THE OLD OWL

       That morning the woods were cold and covered in grains of ice; these grains were giving off steam, as they were trying to turn into water as quickly as they could.

        An old owl was quickly toddling home to his den after having hooted all night. It was still dark and he was carrying a lantern.

       “I really have got old, oh for my youth, how time flies! Life doesn’t even give you time to build a nest like you want! Well…it went like it went and it’s no use complaining. Oh, all the things that I’ve seen and done…brr…brrrr…It’s freezing. Come, come now my old man, I’m old now, I’ve made it. Don’t make a fuss:

just count the years you have left and shut up.” This is what the old owl mumbled.

       Suddenly two big teardrops rolled from his eyes, as his little brain was stacked-high with images of all his friends who had died young, killed by hunters. He picked a dried leaf off the ground and wiped his eyes. He didn’t blow his nose, so this was how he heard the wailing of a small great tit just there by. He quickly ran and spotted it.

       The great tit was shaking all over, standing among piles of broken dried eggs. The old owl laid the lantern on the ground and wrapped his wings around the little creature. Then he fixed his eyes on the greenery of the tree and spotted the nest: “The cuckoo! He was born a cuckoo and you were born a great tit. You a great tit, him a cuckoo. What a lot of cuckoos…there are in this wood! And…I’m an owl, and then there are the foxes and wolves and rabbits and frogs and geese… a bit of everything, a bit of everything! Oh I’m forgetting, I’m forgetting the hunters!”

       He grasped the lantern with his beak and started to totter off. The old owl looked up at the sky and said: “See? You see? There are no more stars in the sky: they come out at night and go to bed during the day. I wonder, I really wonder what the stars’ beds are like!”

       The great tit was cold and trembled, keeping her eyes shut as the lantern’s rays were strange and frightened her. “Don’t be scared, don’t be scared: the lantern’s rays are good.”

       The owl got home to his den and quickly shut himself inside.

        He placed the lantern in a corner and lovingly laid down the titmouse on the straw mattress. The owl then left the den to catch worms here and there, then patiently cut them into small pieces with his beak and fed them to the little bird.

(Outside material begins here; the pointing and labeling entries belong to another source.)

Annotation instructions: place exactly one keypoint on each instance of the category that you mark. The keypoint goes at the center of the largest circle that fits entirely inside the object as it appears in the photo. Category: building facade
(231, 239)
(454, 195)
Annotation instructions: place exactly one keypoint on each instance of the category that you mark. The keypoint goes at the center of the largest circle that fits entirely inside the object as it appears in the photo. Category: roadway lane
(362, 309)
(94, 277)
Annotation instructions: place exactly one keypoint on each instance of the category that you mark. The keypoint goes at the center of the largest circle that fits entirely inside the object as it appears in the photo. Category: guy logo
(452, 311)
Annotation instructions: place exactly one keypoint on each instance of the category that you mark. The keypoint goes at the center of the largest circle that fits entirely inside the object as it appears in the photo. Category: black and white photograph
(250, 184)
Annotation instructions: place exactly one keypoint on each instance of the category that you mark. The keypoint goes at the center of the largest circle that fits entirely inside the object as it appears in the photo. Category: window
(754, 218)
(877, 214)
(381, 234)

       The great tit ate, warmed herself up and fell asleep. The old owl caressed the bird for a long, long time.

       The old owl had never had a son, as his owl wife had never been able to lay eggs: who knows, maybe she had had an illness. Only once had she laid an egg, but in the end all that had come

out of it was a fly.

       The old owl put his head in his wings. Who knows what he was thinking about, maybe it really was about the egg with the fly. Why, that day there had been a procession in his den, and many were the inquisitive birds that turned up. Some had even thought that the devil had been in the egg, and that he had turned himself into a fly in order to buzz away.

       The days went by and the great tit was recovering well, what with all the worms she was eating!

       Meanwhile the old owl spent whole days perched on a big branch outside his den, scratching his head, thinking and reasoning: it wouldn’t be long before the titmouse grew up and flew away. She couldn’t stay there; what was she doing with an old owl?

       The old owl wanted the great tit to fly away in the end. It was only right, it was the law of the woods. But he didn’t want…how could he? That was the law of the woods as well.

       She was a titmouse, and she would have to brood the cuckoo’s egg unawares with her own. Her children would end up the same way, thrown down from the nest by the cuckoo. She would then bring up a cuckoo, mistaking it for one of her own children, just like her mother had before her.

       What was she doing with an old owl? Who knows, maybe he could be her nest-watchman! Or even drive the cuckoo away! Oh if only…he knew which was the cuckoo egg, so he could throw it down before it hatched and…

       The old owl’s little whitish head, with its frolicsome twinkling eyes looked as if it was smoking.

        He understood, he understood that it would have been pointless to tell the great tit everything, to tell her her story in the hope that she…but she was born a titmouse! She was a titmouse, and then there was the cuckoo!

       Then he thought that there weren’t many old owls like him, and that…but, enough! These were the woods!

       The titmouse ate such a lot of food; she was crazy for chopped worms…but the day came when the law of the woods

took her away and the old owl never wanted to tell her her story: for she was a great tit!

       And when he saw her on the wing for the last time, he wished that all that ever hatched from cuckoo’s eggs were flies.